Joyce – defamation cases show need to “differentiate between allegations and proof”

Earlier this month, Mr Joyce responded to questions in parliament about the findings of the Matthews’ inquiry into the Barwon Darling allegations which also ignited calls for a full judicial inquiry, when the NSW based report was tabled.

Mr Joyce said the Matthews inquiry had been “diligently carried out” but was actually instigated by the NSW Coalition and the state’s Water Minister Niall Blair.

“What we had in that inquiry was three qualified ICAC investigators, people with experience in ICAC, and the information that they have brought forward is now available if further prosecutions need to occur,” he said.

“That goes on the back of (NSW water bureaucrat Gavin Hanlon) referring himself to ICAC and I note there have been discussions that he certainly has questions to answer there.

“On top of that, of course, we had the independent inquiry by the Murray-Darling Basin Authority which is currently underway, and we also have an auditor's inquiry as well as a Senate inquiry.

“ICAC is well and truly capable of sending people to jail, as we've seen with a couple of members who were formerly in the NSW Labor Party, now residing at Her Majesty's pleasure in respective institutions around town.”

Mr Joyce said “We don't condone any form of theft and we certainly don't condone water theft”.

“In pursuit of this we will make sure that, if any of these allegations stack up, they will be pursued to the full extent of the law,” he said.

“What I can say also, and it is important, is that at this point they remain allegations.
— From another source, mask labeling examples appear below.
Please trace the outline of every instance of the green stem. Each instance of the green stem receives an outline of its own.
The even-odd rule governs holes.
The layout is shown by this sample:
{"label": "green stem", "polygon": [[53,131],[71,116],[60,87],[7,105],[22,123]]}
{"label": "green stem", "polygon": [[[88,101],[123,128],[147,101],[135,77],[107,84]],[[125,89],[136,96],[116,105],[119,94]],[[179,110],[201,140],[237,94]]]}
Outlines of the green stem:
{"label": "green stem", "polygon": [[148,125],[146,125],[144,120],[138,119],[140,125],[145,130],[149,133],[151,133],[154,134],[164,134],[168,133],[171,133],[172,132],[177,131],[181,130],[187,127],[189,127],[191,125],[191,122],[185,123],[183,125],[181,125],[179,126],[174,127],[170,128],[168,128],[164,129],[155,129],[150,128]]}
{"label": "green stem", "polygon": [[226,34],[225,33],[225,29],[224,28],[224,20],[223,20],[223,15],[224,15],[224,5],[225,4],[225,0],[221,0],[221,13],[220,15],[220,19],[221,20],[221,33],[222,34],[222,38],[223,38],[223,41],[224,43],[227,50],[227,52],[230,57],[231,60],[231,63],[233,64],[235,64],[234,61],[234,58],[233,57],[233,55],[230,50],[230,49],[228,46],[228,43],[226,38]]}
I am also aware of other issues that have been brought forward with regard to defamation cases, so we have to be very careful that we differentiate between allegations and proof.”

National Farmers’ Federation President Fiona Simson said the Mathews report continually highlighted the importance of public confidence in compliance and enforcement systems “and we cannot agree more”.

“Farmers from the north to the south of the Basin and everywhere in between must have confidence that the compliance framework that underpins water management in each state is fair and robust,” she said.

“The majority of irrigators across the basin who do the right thing are aggrieved that the reputation of their sector is being called into question by allegations against a few, and actions of a government that fall short of everyone’s expectations.

“Illegal take is theft from all other water users, basin communities, taxpayers and the environment.

“Irrigators pay a considerable charge as part of their licence fees to fund compliance activities and in return, they expect effective compliance to be the carried out. 

“We expect regulators to do their job and to do their job properly.”

Ms Simson said the Matthews' interim report pointed to significant shortcomings in the NSW government’s approach.

“Unresolved allegations of illegal water take and lax compliance systems are very concerning and if left unaddressed, risk detracting from the continued implementation of the plan,” she said.

“We do not support jumping headlong into a protracted Basin-wide judicial inquiry that could take months to establish and years to come to any specific conclusions and recommendations.

“As the interim report of the Matthews’ inquiry has shown, focused and expert inquiries can report and deliver clear recommendations, in a very timely and efficient manner, enabling governments to respond now and not sometime in the distant future.” 

Ms Simson said agriculture across the Murray Darling Basin accounted for about 40 per cent of the $62.8 billion total value of agriculture in Australia.